Natalia Estemirova

Natalia Estemirova © 2007 Victoria Ivleva-Yorke

Two years ago on this day, the award-winning human rights activist and journalist Natalia Estemirova was found murdered after her abduction just outside her home in Grozny. At the time, she had been investigating “extremely sensitive” cases of human rights abuses in Chechnya. Although investigators said they learned the identity of the murderer, no one was ever apprehended. The case remains unsolved to this day. In October 2009, PEN joined a number of other human rights organizations to present Bearing Witness in Chechnya: The Legacy of Natalia Estemirova. At the event, two of Estemirova’s friends and colleagues reflected on her bravery and commitment to exposing the injustice she saw around her. Salman Rushdie read a moving story of hers, published in the independent newspaper Novaya Gazeta, about a defenseless elementary school teacher shot dead by Chechen soldiers.
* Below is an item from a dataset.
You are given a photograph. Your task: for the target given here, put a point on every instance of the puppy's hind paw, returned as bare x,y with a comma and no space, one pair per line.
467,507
And n + 1 editor Keith Gessen recounted the murder trial of Estemirova’s close friend Anna Politkovskaya; the suspects were eventually acquitted, and her case is likewise unsolved almost five years after the murder took place. Natalia Estemirova herself discussed her friend’s life and work with David Remnick soon after Politkovskaya’s death in 2006. A year later, when Estemirova was presented with the inaugural Anna Politkovskaya Award—intended to honor female human rights activists who speak out for victims of conflict in the face of great danger—the final lines of her acceptance speech read: “She is no more. Now it is up to us to continue her work.”